Once that's done, I plan to do some code optimization, identify duplicate code and move those into functions, that sort of thing. Later, I'll write a "Report" function that generates a status of the Software List, useful in finding/fixing missing or bad data.

Update on new Software List

Well, I now have the "import" working on the new Software List, and I've cleaned up the code and moved common functions to a separate file. I'll leave any further changes until next weekend, but in the meantime I've released this to a few folks for testing. We're finally getting there!

Later, I'm going to add some fields to the database, to keep the name of the binary package (on ibiblio) and the corresponding source package. This won't show up in the Software List, and it will be optional to add them, but (if present) they'll get sent to FDUPDATE automagically.

Also later, I'll add some fields for the URL (on for the license, and an indicator for whether or not the FSF considers this a "Free" license. These won't be used by the Software List, so they won't normally be visible, but whoever puts together the next FreeDOS distribution can use these for reporting.

As part of the above, I intend to write a report utility to check for errors in the data, and otherwise show some useful statistics.

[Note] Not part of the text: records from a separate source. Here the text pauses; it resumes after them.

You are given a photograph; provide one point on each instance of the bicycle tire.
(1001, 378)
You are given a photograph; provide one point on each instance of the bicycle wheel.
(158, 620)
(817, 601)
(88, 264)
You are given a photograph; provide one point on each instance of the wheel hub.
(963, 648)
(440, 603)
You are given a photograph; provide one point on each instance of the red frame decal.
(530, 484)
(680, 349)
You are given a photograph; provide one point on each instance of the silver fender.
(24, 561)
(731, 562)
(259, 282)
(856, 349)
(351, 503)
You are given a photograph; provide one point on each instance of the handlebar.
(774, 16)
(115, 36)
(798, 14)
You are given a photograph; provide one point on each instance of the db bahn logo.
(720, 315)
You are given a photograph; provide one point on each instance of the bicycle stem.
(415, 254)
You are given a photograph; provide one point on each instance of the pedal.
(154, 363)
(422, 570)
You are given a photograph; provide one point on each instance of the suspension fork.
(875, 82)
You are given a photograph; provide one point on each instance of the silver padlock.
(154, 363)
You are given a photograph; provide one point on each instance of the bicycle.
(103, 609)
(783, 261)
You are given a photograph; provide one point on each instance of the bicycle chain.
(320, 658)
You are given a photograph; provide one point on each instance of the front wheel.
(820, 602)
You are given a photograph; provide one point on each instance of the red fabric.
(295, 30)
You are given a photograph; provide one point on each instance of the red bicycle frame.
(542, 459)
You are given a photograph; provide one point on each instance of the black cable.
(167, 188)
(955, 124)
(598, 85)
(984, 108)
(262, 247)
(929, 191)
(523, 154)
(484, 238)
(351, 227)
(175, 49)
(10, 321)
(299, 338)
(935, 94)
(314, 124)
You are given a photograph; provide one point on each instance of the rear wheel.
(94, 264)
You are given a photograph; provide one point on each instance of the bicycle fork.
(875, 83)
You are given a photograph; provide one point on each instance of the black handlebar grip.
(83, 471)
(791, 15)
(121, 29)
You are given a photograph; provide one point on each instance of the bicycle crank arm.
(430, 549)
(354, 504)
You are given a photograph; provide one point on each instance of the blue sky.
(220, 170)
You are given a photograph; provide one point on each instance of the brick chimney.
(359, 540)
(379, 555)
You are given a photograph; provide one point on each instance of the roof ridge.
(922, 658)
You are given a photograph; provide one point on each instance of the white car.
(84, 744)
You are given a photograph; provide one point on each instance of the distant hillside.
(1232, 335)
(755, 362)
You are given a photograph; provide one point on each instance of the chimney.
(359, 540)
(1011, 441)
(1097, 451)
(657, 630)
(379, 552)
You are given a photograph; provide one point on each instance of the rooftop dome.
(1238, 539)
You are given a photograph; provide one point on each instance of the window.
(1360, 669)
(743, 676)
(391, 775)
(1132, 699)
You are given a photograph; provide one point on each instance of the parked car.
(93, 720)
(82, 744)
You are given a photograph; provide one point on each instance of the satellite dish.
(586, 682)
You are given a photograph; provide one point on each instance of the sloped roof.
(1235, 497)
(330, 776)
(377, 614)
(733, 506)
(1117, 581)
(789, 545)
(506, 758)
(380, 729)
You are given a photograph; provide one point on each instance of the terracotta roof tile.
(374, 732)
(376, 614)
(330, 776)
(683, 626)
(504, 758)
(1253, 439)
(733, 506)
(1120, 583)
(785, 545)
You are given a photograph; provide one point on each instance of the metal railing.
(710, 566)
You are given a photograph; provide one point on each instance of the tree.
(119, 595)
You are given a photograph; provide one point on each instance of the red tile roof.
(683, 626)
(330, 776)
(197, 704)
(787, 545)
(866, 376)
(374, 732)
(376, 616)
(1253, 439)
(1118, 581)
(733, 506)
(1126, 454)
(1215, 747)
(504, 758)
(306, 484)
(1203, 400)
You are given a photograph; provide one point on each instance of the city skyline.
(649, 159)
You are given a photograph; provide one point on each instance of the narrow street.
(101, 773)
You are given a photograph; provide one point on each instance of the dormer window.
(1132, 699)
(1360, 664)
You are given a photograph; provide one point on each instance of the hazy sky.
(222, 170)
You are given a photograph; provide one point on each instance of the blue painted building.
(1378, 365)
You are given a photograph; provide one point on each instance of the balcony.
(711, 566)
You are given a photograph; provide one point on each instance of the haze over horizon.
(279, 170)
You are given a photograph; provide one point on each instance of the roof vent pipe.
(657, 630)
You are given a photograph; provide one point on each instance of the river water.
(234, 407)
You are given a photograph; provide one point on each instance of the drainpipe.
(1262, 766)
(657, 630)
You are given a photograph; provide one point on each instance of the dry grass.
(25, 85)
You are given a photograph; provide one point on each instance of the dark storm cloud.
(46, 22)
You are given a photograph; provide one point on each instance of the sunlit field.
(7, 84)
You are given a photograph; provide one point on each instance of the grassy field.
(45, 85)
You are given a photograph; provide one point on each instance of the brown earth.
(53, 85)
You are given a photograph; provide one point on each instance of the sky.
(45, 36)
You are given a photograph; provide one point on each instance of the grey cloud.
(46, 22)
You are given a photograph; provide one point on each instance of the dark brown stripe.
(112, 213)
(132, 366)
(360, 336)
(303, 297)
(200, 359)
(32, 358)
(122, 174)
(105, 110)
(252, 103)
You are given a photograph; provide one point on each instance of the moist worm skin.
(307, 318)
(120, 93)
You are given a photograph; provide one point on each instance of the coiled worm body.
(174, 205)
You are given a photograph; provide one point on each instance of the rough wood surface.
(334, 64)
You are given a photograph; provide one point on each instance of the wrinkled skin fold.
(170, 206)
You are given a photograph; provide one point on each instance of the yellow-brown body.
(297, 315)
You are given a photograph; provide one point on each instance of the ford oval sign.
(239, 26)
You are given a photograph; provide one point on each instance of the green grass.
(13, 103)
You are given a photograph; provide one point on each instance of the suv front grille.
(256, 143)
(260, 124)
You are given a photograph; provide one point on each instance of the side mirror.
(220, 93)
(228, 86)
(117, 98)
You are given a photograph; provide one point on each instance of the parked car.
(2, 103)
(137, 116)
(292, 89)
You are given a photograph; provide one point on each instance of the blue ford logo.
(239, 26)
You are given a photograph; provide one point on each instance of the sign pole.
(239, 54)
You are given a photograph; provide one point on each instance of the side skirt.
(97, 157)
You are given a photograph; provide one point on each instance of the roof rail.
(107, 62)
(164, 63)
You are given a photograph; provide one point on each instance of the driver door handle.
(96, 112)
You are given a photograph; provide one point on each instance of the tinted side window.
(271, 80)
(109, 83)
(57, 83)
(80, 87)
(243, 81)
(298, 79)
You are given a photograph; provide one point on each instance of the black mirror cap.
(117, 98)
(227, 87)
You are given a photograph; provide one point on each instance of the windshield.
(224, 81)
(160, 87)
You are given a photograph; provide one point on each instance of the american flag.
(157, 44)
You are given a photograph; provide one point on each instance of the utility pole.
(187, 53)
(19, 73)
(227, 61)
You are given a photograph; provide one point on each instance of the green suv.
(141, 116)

Some answers to questions you may already have:

Q: Why make the Software List into a database?

A: Using a database (with a web front end) means we can automatically make sure things get entered in a consistent way. This will make the Software List better for everyone. This also means we can export the data in any number of ways. For example, FDUPDATE can get a list of all programs in XML format. End users see the normal html version of the Software List. Developers can export an LSM version of program information.

Q: Who updates the data?

A: We can set up "Software List administrators" (for lack of a better term) who can import and edit data. These people do not (necessarily) need to be web site admins, or news admins. It's a different role.

Q: How will it get backed up?

A: I plan to create an automated job that will export all the data (probably weekly) into LSM format, and keep that copy on ibiblio as a backup of the data. If the worst happens, at least we'll still have the program data.

Q: What happens if we lose the data in the database?

A: If the database just gets deleted (or corrupted) then a "Software List admin" can import all the LSM files from ibiblio. It's a slow way to do it, but it works for disaster recovery. We can also make some sort of remote backup using mysqldump, so you can just re-import that file.